Ce magistrat a rendu compte des plaidoiries dans le délibéré de la Cour composée de :
Madame Emmanuelle TRIOL, Présidente de chambre
Monsieur Benjamin FAURE, Conseiller
Madame Katherine DIJOUX, Conseillere
Greffier lors des débats : Madame Séverine HOUSSARD.
Les parties ont été avisées que le prononcé de la décision aurait lieu par mise à disposition au greffe le 16 Décembre 2025.
ARRÊT
Contradictoire,
Prononcé par mise à disposition au greffe le 16 Décembre 2025
Signé par Madame Emmanuelle TRIOL, Présidente de chambre et Madame Séverine HOUSSARD, greffier auquel la minute de la décision a été remise par le magistrat signataire.
************
EXPOSE DES FAITS ET DE LA PROCEDURE
Le16 février 2016, la [1], aux droits de laquelle vient aujourd’hui l’URSSAF [4], a décerné à l’encontre de M. [L] [N] une contrainte, d’un montant de 6 139 euros, au titre des cotisations et majorations de retard dues pour le 3ème trimestre 2015. La contrainte a été signifiée le 17 mars 2016.

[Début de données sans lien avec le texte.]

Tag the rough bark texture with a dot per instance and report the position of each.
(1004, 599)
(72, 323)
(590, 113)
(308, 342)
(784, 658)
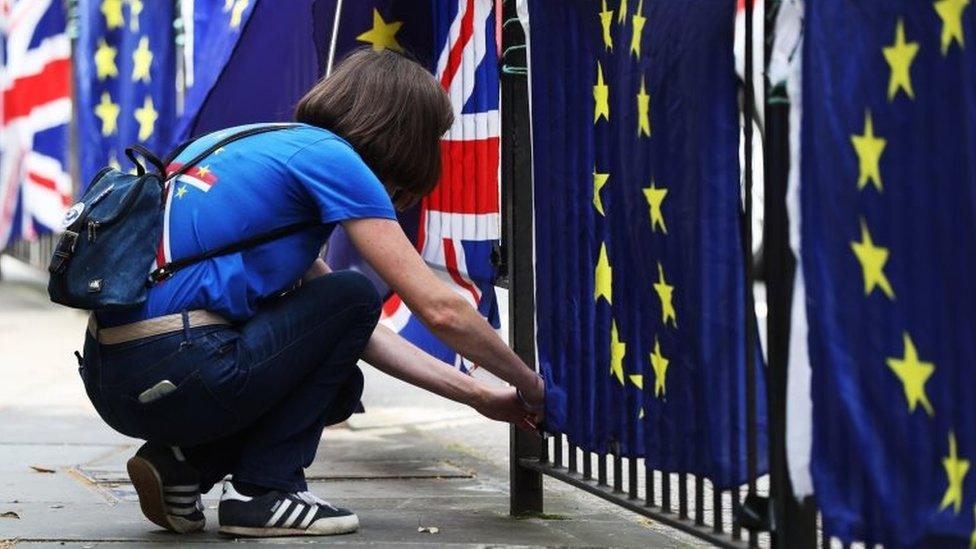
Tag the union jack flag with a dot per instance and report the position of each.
(35, 108)
(459, 221)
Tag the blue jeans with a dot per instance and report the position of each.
(250, 400)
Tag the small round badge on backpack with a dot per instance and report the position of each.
(73, 214)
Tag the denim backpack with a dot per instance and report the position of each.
(104, 258)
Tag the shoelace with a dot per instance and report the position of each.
(312, 499)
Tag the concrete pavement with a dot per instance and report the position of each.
(411, 461)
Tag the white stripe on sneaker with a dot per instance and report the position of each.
(182, 488)
(179, 499)
(285, 504)
(181, 511)
(299, 507)
(312, 511)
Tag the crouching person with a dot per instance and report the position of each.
(230, 368)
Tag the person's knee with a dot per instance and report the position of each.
(359, 290)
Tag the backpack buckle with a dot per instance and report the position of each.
(63, 252)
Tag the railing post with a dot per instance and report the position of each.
(517, 212)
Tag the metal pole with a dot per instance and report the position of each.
(795, 523)
(525, 484)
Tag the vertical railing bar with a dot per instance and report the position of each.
(736, 493)
(699, 501)
(601, 469)
(648, 485)
(666, 491)
(557, 450)
(618, 472)
(683, 495)
(632, 479)
(717, 513)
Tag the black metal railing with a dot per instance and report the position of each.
(762, 512)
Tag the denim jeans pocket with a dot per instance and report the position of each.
(186, 416)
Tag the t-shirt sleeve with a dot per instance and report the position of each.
(341, 184)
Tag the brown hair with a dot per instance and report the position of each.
(392, 111)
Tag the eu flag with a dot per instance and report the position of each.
(125, 79)
(640, 277)
(888, 201)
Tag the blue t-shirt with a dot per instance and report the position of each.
(250, 187)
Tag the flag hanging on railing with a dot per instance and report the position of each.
(35, 109)
(458, 223)
(888, 203)
(212, 33)
(639, 257)
(125, 74)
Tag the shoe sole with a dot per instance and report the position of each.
(321, 527)
(149, 487)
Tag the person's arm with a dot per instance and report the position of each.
(383, 245)
(390, 353)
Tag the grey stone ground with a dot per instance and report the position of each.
(411, 460)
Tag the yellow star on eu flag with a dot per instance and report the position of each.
(142, 61)
(135, 9)
(606, 19)
(603, 277)
(146, 115)
(950, 11)
(655, 197)
(643, 111)
(665, 294)
(105, 66)
(601, 96)
(868, 148)
(913, 374)
(872, 259)
(660, 366)
(617, 351)
(237, 12)
(956, 470)
(599, 180)
(382, 35)
(112, 10)
(637, 380)
(637, 22)
(899, 57)
(108, 112)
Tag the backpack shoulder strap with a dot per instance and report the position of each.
(223, 143)
(169, 269)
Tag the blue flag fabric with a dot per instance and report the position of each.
(888, 223)
(640, 298)
(35, 109)
(125, 77)
(217, 27)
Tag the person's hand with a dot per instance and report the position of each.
(501, 404)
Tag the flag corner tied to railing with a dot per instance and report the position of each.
(639, 257)
(35, 110)
(888, 247)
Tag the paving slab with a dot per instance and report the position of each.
(411, 460)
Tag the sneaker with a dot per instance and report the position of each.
(168, 488)
(281, 514)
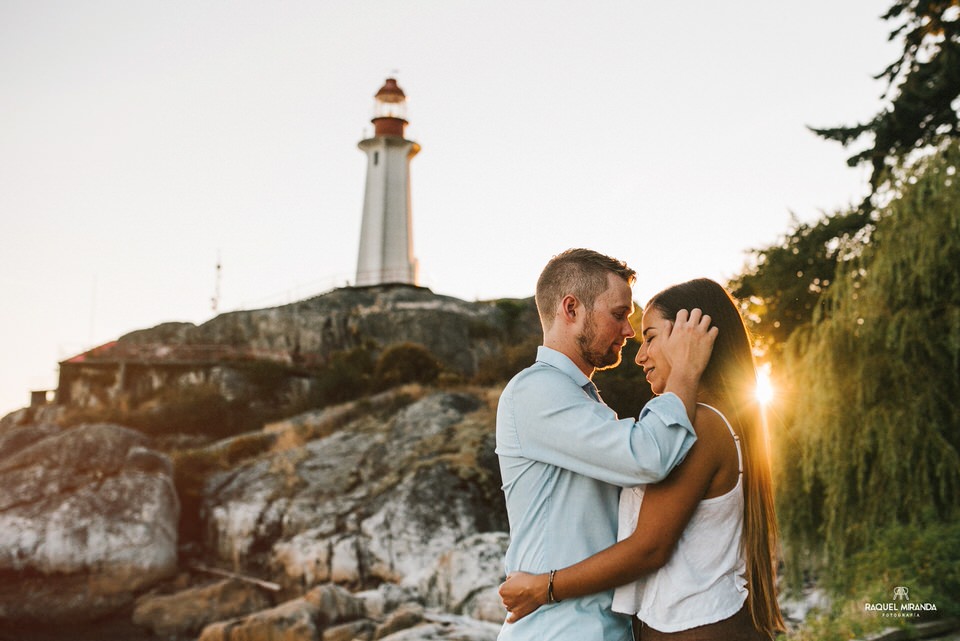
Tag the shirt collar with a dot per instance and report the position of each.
(563, 363)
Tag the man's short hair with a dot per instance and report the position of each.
(580, 272)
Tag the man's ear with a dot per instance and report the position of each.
(569, 308)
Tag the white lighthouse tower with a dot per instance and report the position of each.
(386, 233)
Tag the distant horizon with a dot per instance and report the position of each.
(144, 145)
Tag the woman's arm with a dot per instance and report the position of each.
(665, 512)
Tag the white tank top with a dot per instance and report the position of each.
(703, 582)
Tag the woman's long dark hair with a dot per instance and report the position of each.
(729, 382)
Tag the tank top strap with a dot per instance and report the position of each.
(736, 439)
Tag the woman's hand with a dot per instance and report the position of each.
(523, 593)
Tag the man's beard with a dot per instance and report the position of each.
(598, 359)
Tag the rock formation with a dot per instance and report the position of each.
(88, 517)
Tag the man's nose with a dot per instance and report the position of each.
(641, 354)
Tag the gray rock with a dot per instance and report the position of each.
(463, 577)
(441, 627)
(303, 619)
(187, 612)
(380, 500)
(88, 517)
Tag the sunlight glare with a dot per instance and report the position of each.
(764, 391)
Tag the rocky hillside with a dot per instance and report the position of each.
(377, 517)
(380, 518)
(242, 369)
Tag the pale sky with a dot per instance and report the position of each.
(140, 140)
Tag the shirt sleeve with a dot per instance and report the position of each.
(556, 422)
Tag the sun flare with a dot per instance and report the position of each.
(764, 391)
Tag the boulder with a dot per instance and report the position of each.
(378, 500)
(187, 612)
(465, 579)
(303, 619)
(88, 517)
(443, 627)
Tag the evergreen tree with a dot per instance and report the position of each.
(780, 292)
(924, 83)
(869, 431)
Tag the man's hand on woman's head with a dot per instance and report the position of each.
(689, 344)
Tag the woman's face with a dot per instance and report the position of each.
(656, 367)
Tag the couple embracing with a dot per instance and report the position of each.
(667, 518)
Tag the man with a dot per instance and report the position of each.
(564, 454)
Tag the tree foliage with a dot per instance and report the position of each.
(924, 83)
(869, 435)
(781, 291)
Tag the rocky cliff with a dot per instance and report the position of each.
(249, 366)
(379, 517)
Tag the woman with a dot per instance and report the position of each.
(696, 553)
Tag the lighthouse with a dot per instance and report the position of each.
(386, 231)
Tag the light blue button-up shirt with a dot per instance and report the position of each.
(564, 457)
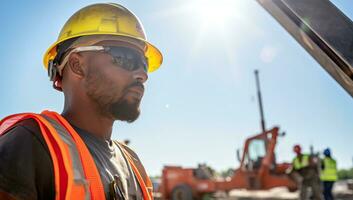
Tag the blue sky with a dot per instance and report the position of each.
(201, 105)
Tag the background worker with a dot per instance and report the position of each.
(328, 173)
(306, 168)
(100, 63)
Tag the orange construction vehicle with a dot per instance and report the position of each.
(258, 169)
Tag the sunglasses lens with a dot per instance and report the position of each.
(128, 58)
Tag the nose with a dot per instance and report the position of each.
(140, 75)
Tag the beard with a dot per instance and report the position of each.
(105, 92)
(125, 111)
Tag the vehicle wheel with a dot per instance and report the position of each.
(182, 192)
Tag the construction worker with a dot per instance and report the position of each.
(305, 166)
(328, 173)
(100, 63)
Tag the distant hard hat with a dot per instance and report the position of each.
(105, 19)
(327, 152)
(297, 148)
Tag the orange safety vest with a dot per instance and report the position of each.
(75, 173)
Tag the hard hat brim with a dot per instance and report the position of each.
(152, 53)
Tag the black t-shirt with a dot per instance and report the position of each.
(26, 169)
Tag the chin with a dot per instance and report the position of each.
(126, 111)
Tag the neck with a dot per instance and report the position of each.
(89, 119)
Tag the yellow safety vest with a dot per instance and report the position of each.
(329, 173)
(299, 164)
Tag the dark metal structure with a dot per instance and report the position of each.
(323, 30)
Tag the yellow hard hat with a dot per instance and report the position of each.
(105, 19)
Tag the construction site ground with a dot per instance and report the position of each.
(341, 192)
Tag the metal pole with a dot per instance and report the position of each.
(263, 127)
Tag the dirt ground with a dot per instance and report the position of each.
(340, 190)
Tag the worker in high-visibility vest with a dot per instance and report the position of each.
(100, 62)
(328, 173)
(305, 166)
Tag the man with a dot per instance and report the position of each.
(100, 63)
(328, 174)
(304, 165)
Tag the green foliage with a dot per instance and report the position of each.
(344, 174)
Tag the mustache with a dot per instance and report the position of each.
(136, 84)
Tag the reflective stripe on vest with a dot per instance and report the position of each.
(140, 174)
(75, 173)
(329, 173)
(70, 182)
(299, 164)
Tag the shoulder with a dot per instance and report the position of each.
(26, 166)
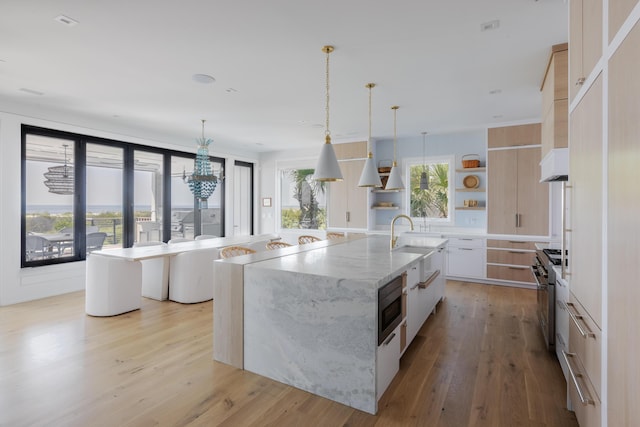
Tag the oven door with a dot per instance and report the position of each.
(543, 299)
(389, 308)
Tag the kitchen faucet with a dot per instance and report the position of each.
(393, 228)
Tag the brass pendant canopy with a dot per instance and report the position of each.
(370, 177)
(395, 178)
(327, 168)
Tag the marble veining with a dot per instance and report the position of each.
(310, 318)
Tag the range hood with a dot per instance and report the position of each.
(555, 165)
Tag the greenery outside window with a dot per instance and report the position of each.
(303, 200)
(432, 205)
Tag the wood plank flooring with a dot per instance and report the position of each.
(479, 361)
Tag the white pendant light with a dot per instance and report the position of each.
(369, 177)
(424, 176)
(395, 179)
(328, 168)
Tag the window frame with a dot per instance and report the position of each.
(430, 160)
(80, 142)
(306, 163)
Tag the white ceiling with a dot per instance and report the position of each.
(127, 66)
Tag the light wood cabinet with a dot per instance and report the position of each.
(555, 107)
(347, 203)
(585, 35)
(623, 229)
(510, 260)
(517, 202)
(585, 172)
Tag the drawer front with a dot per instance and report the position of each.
(513, 274)
(510, 257)
(588, 413)
(585, 340)
(462, 242)
(511, 244)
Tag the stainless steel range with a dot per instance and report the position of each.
(546, 279)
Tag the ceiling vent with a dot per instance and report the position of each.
(491, 25)
(66, 20)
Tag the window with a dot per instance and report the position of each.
(82, 193)
(433, 204)
(303, 202)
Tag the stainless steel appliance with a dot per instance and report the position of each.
(389, 308)
(545, 276)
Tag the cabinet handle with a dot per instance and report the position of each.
(388, 341)
(431, 278)
(560, 340)
(575, 317)
(574, 378)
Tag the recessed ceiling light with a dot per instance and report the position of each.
(31, 91)
(203, 78)
(491, 25)
(63, 19)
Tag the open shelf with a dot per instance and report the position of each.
(390, 208)
(464, 170)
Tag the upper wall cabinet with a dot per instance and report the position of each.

Le22 mars 2016, M. [N] a saisi le tribunal des affaires de sécurité sociale des Bouches-du-Rhône d’une opposition à la contrainte.
Par jugement contradictoire du 12 septembre 2024, le pôle social du tribunal judiciaire de Marseille a :
— rejeté l’exception de péremption,
— déclaré l’opposition à contrainte recevable,
— rappelé que le jugement se substitue à la contrainte,
— condamné M. [N] à payer à l’URSSAF [4] la somme ramenée à 5 550,11 euros au titre des sommes dues pour la période du 3ème trimestre 2015,
— condamné le même aux frais de signification de la contrainte,
— rappelé que le jugement est exécutoire de roit par provision,
— laissé les dépens à la charge de M. [N].
Le tribunal a, en effet, considéré que :
— l’affaire avait fait l’objet d’un retrait du rôle à la demande des parties et non d’une radiation et aucune diligence n’avait été mise à la charge des parties;
— il incombe à l’opposant de rapporter la preuve du caractère infondé de la contrainte;
— il n’est pas démontré que M. [N] a communiqué ses déclarations de revenus à l’organisme;
— l’URSSAF a pu évaluer forfaitairement les cotisations avant de les calculer de manière définitive dès qu’elle a eu connaissance des revenus et charges du cotisant.
Par déclaration électronique du 11 octobre 2024, M. [N] a relevé appel du jugement.
EXPOSE DES PRETENTIONS ET MOYENS DES PARTIES
Par conclusions de procédure dûment notifiées à la partie adverse, visées et développées au cours de l’audience, l’appelant demande à la cour d’écarter des débats les prétentions, moyens et pièces communiquées par l’intimée de manière tardive, sans motif légitime et en contradiction avec les droits de la défense.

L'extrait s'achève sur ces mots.